Makayla Schymanski

For many years I’ve been known as the tall girl, the athlete, and the girl who makes weird faces. My parents will tell you I’ve never met a stranger, it’s true; I do make friends wherever I go. I’m kind, tenderhearted, friendly and trusting. But I am more than all of this. When I entered high school, I came to the realization that what others see on the outside is not what matters. I am a friend to others, an athlete, a tall girl, but I also have Tourette’s Syndrome.

In middle school, my Tourette’s syndrome began to impact my life. Before middle school, my tics were minor sniffles or coughs and most people just figured I had allergies or a cold. The stress of middle school increased and changed my tics to ones that were more obvious. I became “the weird girl” in the eyes of others. I was bullied and struggled with figuring out how to fit in. This is typical of most middle school students. What is different about my story is how I worked to overcome all of these labels and bullying.

I began to develop a personal statement in response to questions such as “Why do you make that face?” or “Those noises you make are so annoying”. Working with my family, I practiced my responses to others. I focused on my athletics, my academics, my family, and my true friends. My move to high school was scary. The added stress of worrying about going to high school increased my tics higher than they had ever been before. I maintained my focus on my athletics and my academics and continued to practice responding to others. Over the course of the year, I told more and more people about Tourette’s. I then realized that through education I would find relief. Everyone who looked at me after I ticked was informed about my Tourette’s. With support of my friends and family, I felt stronger each time I told another person about my issue. Four years later, I feel empowered whenever others ask about my Tourette’s. I own this disorder. The more I have owned it and made it a norm, the less it impacts my daily life.
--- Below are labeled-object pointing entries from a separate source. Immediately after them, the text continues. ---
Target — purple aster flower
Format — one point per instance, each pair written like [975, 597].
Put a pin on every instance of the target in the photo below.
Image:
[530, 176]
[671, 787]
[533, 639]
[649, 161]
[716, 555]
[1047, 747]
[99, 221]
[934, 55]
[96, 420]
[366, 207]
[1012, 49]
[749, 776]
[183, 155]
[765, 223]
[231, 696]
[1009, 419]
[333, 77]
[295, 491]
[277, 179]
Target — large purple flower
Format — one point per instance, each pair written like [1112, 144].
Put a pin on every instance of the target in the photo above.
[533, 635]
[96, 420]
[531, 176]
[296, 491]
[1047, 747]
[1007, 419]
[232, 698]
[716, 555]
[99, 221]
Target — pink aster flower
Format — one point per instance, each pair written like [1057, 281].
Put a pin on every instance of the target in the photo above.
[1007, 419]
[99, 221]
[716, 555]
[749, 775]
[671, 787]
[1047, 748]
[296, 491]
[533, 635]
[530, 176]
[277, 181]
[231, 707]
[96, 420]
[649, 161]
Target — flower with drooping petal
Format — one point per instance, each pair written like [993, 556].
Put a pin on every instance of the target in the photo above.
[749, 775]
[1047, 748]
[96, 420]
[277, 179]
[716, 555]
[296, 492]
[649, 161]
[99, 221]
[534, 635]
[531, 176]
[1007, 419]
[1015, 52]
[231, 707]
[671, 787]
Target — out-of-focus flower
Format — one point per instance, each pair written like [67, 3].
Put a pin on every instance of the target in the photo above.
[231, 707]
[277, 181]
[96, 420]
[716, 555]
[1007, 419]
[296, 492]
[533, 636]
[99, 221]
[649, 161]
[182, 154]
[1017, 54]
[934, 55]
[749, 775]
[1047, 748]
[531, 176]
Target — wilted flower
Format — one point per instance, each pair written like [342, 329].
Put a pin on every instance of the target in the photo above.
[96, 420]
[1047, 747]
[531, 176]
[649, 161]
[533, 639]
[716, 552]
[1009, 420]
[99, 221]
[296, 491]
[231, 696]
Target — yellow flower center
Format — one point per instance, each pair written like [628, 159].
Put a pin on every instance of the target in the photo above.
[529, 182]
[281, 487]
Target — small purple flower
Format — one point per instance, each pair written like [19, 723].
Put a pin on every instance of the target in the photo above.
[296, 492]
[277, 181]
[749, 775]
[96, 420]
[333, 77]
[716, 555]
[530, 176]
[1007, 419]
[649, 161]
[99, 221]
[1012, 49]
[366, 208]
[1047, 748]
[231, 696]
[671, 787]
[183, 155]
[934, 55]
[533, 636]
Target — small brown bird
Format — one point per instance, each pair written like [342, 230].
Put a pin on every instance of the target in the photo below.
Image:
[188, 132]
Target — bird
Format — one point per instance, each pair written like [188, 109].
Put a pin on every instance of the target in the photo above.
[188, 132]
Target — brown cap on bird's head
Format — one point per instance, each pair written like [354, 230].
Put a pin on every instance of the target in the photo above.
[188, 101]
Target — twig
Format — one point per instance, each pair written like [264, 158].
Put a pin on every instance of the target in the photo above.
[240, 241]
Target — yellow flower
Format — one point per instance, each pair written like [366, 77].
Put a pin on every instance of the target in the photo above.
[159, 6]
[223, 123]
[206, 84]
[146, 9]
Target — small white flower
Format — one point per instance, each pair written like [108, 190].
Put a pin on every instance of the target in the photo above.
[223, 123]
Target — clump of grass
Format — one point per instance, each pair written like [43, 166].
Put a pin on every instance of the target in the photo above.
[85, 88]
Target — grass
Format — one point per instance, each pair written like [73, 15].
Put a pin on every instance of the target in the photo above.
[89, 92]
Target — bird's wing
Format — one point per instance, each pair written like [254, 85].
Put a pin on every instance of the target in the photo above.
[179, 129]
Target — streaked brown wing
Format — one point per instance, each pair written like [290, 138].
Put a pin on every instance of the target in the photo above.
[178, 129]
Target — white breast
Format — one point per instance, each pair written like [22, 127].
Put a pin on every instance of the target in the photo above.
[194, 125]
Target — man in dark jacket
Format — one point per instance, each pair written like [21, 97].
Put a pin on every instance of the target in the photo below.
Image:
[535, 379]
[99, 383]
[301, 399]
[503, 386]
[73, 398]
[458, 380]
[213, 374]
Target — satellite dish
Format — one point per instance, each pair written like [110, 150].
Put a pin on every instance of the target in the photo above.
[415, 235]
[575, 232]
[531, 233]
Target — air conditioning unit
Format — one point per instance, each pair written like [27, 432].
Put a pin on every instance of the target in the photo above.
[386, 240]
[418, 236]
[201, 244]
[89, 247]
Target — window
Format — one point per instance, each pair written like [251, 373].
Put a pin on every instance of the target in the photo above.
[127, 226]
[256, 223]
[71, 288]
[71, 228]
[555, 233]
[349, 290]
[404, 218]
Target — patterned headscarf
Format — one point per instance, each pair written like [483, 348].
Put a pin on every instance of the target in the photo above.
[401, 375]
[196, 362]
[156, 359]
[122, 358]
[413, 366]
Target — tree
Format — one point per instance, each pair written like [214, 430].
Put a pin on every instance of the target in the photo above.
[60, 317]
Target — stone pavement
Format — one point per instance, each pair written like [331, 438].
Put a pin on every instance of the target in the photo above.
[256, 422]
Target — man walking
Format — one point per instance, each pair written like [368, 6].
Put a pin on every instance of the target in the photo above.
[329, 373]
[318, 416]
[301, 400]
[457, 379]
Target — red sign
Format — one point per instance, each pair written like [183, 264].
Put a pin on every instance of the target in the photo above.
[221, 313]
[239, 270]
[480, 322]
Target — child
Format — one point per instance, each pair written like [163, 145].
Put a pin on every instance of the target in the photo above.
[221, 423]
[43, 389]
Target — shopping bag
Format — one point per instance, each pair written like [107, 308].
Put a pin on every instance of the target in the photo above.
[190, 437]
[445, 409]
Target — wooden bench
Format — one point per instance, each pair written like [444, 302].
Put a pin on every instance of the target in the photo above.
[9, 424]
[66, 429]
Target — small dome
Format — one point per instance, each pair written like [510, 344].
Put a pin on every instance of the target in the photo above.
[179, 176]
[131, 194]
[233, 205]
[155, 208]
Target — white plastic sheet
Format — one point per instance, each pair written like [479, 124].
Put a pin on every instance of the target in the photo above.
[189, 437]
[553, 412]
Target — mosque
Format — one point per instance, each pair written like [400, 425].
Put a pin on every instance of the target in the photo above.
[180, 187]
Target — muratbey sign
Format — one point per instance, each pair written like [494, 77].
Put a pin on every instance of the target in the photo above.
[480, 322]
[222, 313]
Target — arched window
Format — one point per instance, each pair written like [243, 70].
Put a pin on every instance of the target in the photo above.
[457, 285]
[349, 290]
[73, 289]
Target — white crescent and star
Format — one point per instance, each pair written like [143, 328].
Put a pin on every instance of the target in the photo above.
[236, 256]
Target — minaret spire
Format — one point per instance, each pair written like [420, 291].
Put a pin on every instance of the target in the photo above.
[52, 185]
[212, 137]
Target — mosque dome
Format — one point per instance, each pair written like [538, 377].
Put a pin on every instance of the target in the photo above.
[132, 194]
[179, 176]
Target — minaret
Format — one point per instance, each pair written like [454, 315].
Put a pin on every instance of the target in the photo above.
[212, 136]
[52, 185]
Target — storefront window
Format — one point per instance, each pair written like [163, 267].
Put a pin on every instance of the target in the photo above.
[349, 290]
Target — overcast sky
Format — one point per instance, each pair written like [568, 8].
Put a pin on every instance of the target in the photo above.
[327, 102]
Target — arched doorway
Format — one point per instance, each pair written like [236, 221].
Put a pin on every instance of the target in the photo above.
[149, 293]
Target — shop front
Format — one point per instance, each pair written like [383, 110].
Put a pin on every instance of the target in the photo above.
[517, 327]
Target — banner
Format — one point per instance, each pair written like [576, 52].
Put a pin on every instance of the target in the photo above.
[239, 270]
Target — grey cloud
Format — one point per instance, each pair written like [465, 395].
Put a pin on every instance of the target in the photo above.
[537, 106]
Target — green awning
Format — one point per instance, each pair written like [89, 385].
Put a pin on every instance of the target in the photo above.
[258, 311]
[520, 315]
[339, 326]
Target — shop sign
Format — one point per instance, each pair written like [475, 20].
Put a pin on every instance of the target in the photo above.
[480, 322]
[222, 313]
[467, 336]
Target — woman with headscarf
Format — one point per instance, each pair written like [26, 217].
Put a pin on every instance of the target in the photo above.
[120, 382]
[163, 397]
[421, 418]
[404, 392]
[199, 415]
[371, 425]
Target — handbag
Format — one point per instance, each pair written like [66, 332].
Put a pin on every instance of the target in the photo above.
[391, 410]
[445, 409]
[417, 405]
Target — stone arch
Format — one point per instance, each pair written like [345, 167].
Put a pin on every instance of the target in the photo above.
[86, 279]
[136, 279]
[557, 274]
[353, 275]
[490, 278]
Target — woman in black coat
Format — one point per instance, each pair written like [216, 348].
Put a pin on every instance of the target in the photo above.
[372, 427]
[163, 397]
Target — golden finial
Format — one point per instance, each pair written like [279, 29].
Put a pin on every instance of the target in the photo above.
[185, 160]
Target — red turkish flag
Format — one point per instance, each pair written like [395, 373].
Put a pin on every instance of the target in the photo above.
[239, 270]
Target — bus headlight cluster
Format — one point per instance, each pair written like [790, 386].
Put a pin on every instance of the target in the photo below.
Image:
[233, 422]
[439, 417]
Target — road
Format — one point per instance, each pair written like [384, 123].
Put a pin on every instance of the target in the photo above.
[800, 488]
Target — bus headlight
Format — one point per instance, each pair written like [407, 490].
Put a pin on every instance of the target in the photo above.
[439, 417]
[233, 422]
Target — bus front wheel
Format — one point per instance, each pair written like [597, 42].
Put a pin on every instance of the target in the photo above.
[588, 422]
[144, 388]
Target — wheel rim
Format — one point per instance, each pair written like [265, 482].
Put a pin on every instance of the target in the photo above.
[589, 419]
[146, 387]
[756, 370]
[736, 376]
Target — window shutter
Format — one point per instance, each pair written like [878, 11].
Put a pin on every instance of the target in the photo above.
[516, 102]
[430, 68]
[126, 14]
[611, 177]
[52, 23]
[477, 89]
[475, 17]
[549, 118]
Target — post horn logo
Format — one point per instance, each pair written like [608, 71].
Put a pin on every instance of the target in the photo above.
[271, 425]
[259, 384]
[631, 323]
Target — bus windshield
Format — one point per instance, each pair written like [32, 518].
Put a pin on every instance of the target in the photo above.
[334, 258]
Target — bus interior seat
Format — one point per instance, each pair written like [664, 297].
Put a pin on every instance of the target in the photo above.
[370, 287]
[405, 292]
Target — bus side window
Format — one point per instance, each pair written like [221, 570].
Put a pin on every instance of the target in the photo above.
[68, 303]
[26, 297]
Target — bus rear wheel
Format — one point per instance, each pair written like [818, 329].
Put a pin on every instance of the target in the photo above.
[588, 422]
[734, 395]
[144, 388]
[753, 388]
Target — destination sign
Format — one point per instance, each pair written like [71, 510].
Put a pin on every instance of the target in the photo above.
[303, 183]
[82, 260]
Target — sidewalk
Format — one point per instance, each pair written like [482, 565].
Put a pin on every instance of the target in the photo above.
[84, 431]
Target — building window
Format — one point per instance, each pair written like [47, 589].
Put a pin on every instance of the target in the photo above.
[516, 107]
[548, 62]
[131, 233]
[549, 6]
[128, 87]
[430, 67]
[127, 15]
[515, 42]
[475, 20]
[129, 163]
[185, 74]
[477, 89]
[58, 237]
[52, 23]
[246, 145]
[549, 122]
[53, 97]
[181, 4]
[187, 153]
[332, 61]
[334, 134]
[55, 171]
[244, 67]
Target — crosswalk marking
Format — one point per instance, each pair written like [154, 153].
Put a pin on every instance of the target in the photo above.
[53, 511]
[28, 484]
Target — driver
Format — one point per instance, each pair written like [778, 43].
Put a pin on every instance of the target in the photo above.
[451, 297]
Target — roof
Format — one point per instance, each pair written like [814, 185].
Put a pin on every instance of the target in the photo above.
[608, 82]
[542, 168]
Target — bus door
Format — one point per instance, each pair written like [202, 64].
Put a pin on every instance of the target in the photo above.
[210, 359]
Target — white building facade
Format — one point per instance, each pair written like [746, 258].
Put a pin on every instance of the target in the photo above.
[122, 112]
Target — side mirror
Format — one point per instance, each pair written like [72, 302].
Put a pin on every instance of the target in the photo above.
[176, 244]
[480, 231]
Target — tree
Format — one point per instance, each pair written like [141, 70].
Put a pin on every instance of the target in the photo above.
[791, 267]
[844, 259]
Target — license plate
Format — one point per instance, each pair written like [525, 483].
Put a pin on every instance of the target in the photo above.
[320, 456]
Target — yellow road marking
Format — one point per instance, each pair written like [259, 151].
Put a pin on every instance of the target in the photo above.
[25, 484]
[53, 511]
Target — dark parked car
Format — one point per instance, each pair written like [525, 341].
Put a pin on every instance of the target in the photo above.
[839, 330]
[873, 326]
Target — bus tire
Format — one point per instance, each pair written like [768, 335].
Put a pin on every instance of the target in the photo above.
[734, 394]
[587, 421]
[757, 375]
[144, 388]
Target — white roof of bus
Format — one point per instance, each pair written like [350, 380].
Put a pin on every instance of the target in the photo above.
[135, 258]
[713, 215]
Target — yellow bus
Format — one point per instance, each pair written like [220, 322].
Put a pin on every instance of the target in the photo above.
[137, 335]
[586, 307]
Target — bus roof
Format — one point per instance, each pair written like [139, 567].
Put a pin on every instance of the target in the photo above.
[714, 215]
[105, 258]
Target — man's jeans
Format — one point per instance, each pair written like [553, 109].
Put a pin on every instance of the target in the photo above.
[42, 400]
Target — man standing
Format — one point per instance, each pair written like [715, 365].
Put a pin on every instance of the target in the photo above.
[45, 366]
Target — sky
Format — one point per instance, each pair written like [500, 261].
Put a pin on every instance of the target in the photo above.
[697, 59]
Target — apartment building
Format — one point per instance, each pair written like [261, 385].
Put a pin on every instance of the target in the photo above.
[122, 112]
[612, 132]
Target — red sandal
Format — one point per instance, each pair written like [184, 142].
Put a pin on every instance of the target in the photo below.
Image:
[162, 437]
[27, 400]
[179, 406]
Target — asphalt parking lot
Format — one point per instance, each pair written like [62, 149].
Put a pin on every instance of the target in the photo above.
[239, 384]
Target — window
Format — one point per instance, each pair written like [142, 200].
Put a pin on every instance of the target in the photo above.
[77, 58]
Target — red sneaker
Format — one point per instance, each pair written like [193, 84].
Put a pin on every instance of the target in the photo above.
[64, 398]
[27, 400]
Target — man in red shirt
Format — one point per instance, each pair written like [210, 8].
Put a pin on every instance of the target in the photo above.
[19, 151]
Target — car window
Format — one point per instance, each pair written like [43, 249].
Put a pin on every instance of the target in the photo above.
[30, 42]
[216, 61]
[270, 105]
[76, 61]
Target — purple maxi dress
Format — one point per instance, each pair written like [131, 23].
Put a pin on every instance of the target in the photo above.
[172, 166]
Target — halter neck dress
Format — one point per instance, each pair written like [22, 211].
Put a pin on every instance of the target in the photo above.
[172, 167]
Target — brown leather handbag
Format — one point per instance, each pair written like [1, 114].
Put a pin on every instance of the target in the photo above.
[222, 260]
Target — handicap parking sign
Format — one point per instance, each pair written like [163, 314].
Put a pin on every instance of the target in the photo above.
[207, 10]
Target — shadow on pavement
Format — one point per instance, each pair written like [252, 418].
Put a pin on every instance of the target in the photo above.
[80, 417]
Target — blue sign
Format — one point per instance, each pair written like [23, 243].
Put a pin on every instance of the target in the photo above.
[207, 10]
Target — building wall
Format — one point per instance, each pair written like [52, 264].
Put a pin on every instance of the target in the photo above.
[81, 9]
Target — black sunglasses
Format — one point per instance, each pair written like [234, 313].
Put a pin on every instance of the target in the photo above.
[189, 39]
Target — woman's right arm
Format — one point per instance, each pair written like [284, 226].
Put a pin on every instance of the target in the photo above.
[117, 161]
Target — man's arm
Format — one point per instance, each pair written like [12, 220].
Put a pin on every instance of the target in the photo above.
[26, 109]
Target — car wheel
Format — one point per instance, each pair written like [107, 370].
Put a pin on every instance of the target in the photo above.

Overcoming my fear of being bullied and being called out for being different has led to increased confidence in all areas of my life. I am a leader in Choi Kwang Do and with my basketball teams. Teachers and coaches recognize that I am a person they can trust to assist others. I strive for greatness in everything I do, and refuse to accept anything less. With all the help and encouragement that I have received from the important people in my life, I feel as though I have changed for the better. I do not think of my Tourette’s as a burden anymore, but rather as a stepping-stone to push me further in the path of life.